For Pauline Samuels, who drove up to Nashville from Houston, it all worked as a kind of collective unburdening. "All our families are dysfunctional," she said. "People act like these things don't happen in their families, like incest, drug dealers, alcoholism, jail. It's taboo. He says it's OK to talk about it. It's easier to deal with it because there's humor there. It's not like a talk show, which you can just turn off."
For Perry, who created Madea after watching Eddie Murphy and Martin Lawrence don old-lady drag, the character has been both a bonanza and a dead end. His plan was to play Madea for one show, then return to male characters. "The bad thing is that I haven't been able to get out of it, because the audiences won't let it go." In May, he said, he intends to retire Madea and concentrate on other characters. "I'm sick of the wig, the makeup. Sometimes I'm sitting here getting dressed and I'm going, what are you doing? But it's worked. Now I call this my uniform. Everybody puts on their uniform and goes to work."
In the meantime, backstage, Perry still had his own Madea to deal with, in the person of his Aunt Pansy Campbell, 58, who stopped over from her home in Dover, Tenn. When I asked her what part of her was Madea, she dropped her voice to a stage whisper. "Carrying my gun," she said. "I ain't got it with me, but I would carry it back in the day, when he was growing up. I went to the school with it. But I'm kind of cooler as I get older."

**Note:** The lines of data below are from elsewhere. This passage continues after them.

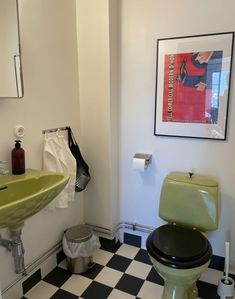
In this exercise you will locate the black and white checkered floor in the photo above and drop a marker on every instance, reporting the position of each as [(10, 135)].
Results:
[(126, 273)]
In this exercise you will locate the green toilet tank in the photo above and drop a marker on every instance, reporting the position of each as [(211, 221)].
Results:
[(190, 201)]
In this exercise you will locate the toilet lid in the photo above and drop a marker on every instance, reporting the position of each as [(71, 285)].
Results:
[(175, 244)]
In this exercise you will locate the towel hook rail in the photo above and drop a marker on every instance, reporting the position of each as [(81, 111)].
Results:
[(55, 130)]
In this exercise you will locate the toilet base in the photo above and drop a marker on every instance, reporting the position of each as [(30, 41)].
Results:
[(172, 291), (179, 283)]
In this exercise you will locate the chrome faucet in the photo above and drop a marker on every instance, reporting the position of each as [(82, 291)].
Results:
[(3, 168)]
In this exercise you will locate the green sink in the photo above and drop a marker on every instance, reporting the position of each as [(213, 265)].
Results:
[(22, 196)]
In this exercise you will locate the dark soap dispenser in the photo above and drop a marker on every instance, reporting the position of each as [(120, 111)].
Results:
[(18, 159)]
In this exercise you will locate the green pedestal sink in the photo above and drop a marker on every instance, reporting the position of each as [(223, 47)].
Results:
[(22, 196)]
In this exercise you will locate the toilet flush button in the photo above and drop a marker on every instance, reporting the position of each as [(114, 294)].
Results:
[(19, 131)]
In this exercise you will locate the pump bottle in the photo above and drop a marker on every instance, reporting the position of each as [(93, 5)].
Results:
[(18, 159)]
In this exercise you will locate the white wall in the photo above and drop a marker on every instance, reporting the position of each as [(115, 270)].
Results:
[(49, 59), (97, 36), (141, 23)]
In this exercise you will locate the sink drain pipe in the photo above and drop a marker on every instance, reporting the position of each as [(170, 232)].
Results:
[(15, 245)]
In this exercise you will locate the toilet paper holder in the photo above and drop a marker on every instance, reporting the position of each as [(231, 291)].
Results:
[(146, 157)]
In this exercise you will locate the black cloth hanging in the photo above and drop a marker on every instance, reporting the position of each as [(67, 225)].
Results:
[(83, 175)]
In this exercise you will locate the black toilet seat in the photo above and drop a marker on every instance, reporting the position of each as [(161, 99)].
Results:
[(179, 247)]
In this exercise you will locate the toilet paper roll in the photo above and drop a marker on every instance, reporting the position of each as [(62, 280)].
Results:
[(139, 164)]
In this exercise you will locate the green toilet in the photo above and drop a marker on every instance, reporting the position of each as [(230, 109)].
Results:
[(179, 250)]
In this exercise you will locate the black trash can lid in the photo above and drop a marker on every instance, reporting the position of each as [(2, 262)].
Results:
[(78, 233)]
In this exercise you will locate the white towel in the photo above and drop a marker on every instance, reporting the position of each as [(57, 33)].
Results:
[(58, 157)]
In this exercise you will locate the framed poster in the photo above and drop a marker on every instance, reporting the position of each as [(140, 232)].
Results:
[(192, 85)]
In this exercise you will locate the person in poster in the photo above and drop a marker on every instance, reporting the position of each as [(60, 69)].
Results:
[(191, 87)]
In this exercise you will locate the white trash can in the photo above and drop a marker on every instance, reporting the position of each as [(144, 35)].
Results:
[(79, 243)]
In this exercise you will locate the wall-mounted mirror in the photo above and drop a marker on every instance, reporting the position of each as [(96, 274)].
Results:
[(11, 84)]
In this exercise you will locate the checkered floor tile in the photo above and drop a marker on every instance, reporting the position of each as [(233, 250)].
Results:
[(127, 273)]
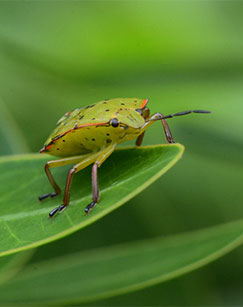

Among family, Perry let down his guard, becoming, oddly enough, more like the strutting characters he plays onstage. They quickly got to playing family catch-up: which aunt got stuck in Angola State Penitentiary during Hurricane Katrina, which cousin was a grandmother at 34, which relative always came to Perry for money. "I don't want to enable her," Perry said. Like the family dramas, the line could have come from one of his plays. This is the reality the plays capture, as Yale's Krasner observes: a cycle of abuse, neglect, jail, music and jail. When the call came for cast and crew to gather for prayer, the cycle began again. Pansy found a tall, handsome man to find her a seat. She looked around to make sure that everyone noticed, and mugged like the woman they had all come to see.
"In my mind you're looking at the real Madea," she said. Half the women in the audience might say the same.